Matt Reamy, a former TFA teacher and current senior recruitment director for the program, stressed the importance of personal interaction during the recruitment process.
“What we really do is focus on one-on-one cultivation,” he said. “So really finding people who are really competitive for the program or really competitive for anything and spending time with them one-on-one really explaining and investing them in our mission and what we’re up to.”
According to Reamy, TFA has 65 recruitment directors across the country. The program received 35,000 applications nationally last year and currently employs 4,100 first-year teachers. The national acceptance rate for TFA is in “the high teens,” he said.

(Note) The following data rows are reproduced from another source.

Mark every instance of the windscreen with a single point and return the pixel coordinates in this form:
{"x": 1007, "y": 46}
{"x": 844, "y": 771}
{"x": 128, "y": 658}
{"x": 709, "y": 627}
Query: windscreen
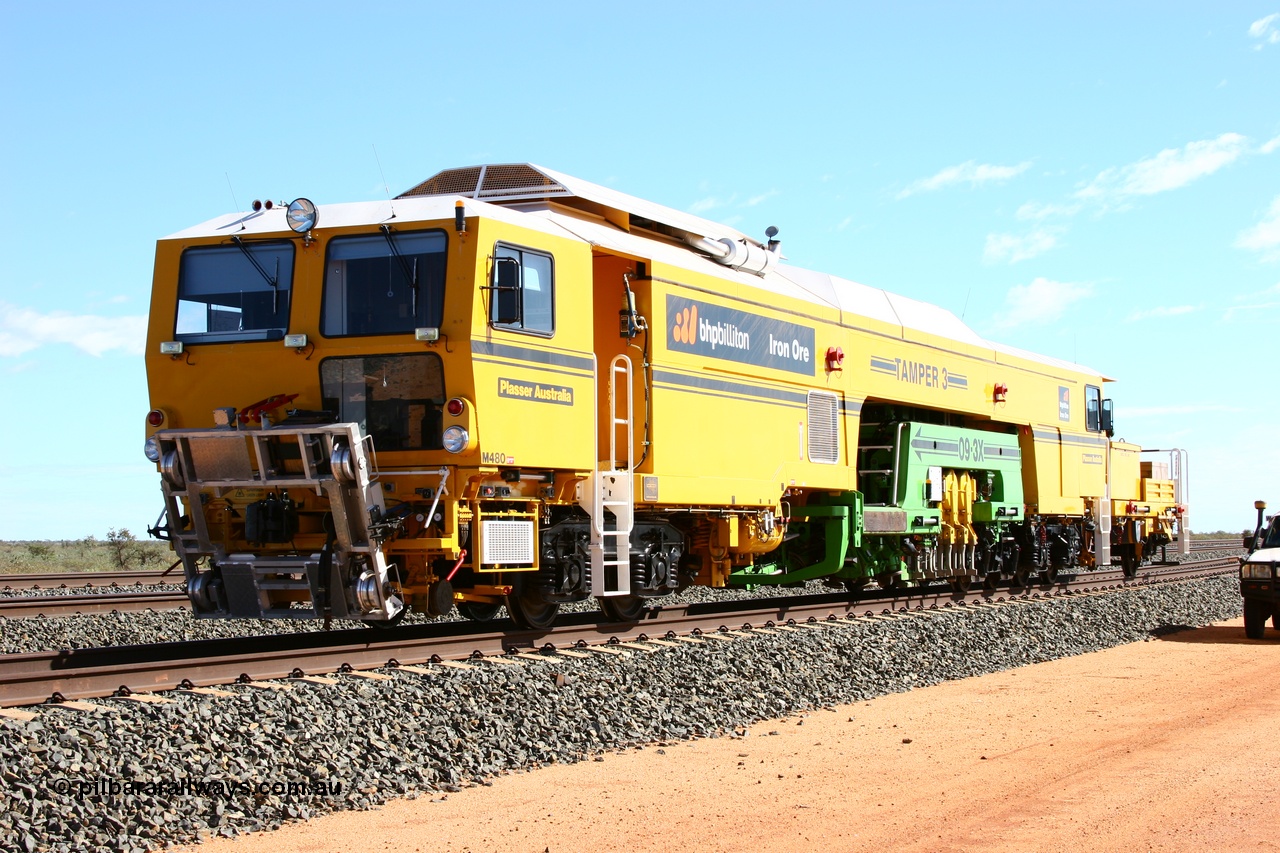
{"x": 388, "y": 283}
{"x": 238, "y": 292}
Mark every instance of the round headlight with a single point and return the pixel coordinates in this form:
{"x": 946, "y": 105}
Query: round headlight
{"x": 301, "y": 215}
{"x": 456, "y": 439}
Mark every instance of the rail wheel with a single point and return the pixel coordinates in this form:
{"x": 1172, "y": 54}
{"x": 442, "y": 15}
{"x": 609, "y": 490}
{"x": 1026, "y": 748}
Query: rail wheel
{"x": 529, "y": 607}
{"x": 1256, "y": 617}
{"x": 1129, "y": 565}
{"x": 479, "y": 612}
{"x": 622, "y": 609}
{"x": 890, "y": 580}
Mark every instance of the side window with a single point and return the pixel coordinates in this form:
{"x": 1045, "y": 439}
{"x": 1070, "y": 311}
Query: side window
{"x": 1092, "y": 409}
{"x": 522, "y": 291}
{"x": 396, "y": 398}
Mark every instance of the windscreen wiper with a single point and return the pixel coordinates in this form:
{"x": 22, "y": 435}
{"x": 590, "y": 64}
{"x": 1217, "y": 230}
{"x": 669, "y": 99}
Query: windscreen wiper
{"x": 411, "y": 277}
{"x": 266, "y": 277}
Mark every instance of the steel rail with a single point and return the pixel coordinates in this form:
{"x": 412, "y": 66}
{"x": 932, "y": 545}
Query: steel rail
{"x": 1219, "y": 544}
{"x": 123, "y": 601}
{"x": 71, "y": 674}
{"x": 76, "y": 579}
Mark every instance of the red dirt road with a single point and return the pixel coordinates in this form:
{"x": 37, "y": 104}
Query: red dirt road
{"x": 1173, "y": 744}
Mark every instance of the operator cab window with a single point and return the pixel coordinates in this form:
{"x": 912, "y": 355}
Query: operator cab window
{"x": 238, "y": 292}
{"x": 522, "y": 291}
{"x": 388, "y": 283}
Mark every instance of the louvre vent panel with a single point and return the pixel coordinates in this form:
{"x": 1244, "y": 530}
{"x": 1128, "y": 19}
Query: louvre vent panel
{"x": 508, "y": 542}
{"x": 823, "y": 427}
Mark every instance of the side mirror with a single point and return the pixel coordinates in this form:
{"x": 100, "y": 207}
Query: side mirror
{"x": 506, "y": 292}
{"x": 1109, "y": 422}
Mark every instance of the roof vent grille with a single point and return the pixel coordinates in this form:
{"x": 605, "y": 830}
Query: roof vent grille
{"x": 490, "y": 183}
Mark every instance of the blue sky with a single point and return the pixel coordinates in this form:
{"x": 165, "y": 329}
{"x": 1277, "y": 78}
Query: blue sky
{"x": 1093, "y": 181}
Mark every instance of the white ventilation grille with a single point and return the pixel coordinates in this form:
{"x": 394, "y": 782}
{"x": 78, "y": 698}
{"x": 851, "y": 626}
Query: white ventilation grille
{"x": 823, "y": 427}
{"x": 507, "y": 542}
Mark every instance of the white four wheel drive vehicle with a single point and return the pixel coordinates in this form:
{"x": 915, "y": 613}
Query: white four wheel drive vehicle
{"x": 1260, "y": 575}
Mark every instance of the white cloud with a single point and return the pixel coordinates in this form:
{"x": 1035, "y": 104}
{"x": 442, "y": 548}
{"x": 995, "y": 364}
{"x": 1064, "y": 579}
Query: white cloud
{"x": 1170, "y": 169}
{"x": 1014, "y": 247}
{"x": 970, "y": 173}
{"x": 1037, "y": 211}
{"x": 1041, "y": 301}
{"x": 1264, "y": 237}
{"x": 1266, "y": 31}
{"x": 1252, "y": 304}
{"x": 24, "y": 329}
{"x": 1162, "y": 311}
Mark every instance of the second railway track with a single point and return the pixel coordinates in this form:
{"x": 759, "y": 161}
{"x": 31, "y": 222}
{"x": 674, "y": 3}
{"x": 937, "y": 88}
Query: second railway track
{"x": 69, "y": 674}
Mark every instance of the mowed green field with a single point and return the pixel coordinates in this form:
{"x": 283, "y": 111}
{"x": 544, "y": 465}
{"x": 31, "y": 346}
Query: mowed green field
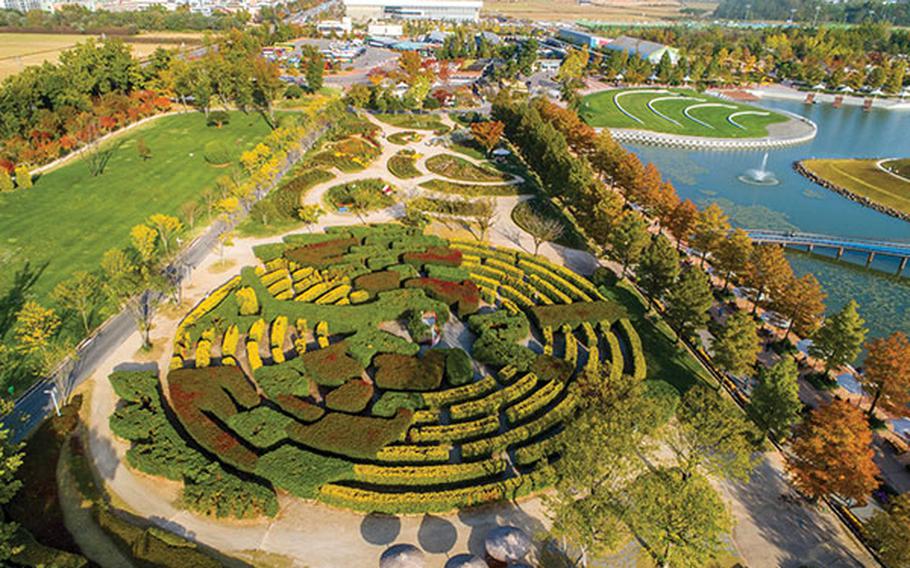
{"x": 676, "y": 111}
{"x": 69, "y": 218}
{"x": 864, "y": 178}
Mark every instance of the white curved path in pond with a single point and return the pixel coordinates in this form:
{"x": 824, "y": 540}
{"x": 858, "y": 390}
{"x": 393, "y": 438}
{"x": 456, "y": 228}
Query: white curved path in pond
{"x": 768, "y": 533}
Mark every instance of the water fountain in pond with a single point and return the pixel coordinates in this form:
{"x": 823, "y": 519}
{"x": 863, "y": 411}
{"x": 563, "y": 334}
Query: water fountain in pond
{"x": 760, "y": 176}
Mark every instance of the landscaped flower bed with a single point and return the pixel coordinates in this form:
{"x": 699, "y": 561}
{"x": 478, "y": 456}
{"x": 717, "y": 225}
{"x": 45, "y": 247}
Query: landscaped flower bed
{"x": 460, "y": 169}
{"x": 306, "y": 372}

“It’s a lot of work,” Reamy said. “We spend a substantial amount of our time in one-on-one meetings talking with people.”
He explained that as a recruitment director at Penn two years ago, he met with “a couple hundred seniors” over the course of the year.
One of the main discussion topics of the day and over the past few months, according to Cloninger, has been “the workforce future for the nonprofit sector.”
“Over half of the CEOs in the country, not just in Leadership 18, but across the non-profit sector will be retiring in the next five years. Seventy percent of the number-two top-management people in the nonprofit sector are retiring out,” she said. “So people entering the sector ... have a lot of opportunity to track up very fast.”
Cloninger stressed that she and her fellow CEOs came to Penn to discuss how to “connect this leadership pipeline to the national” nonprofit sector. She emphasized the importance of the round-table discussions that took place earlier in the day as a way to design a better approach to on-campus recruiting.
And Shern not only echoed Cloninger’s comments, but also reminded those present that nonprofit work is both demanding and rewarding.
“Working in the nonprofit sector is darn hard work,” he said. “The kinds of skills you will develop there are very similar to the kinds of skills you will develop working for a private, for-profit type of environment.”
Both Shern and Cloninger left the audience with a specific message.
“We’d like to see people moving probably in both directions ultimately,” Shern said, “but the attitude that you will somehow get all of your wisdom working in the private sector and then sort of bring that philanthropically to the public sector we think is not the right way to think about this issue.”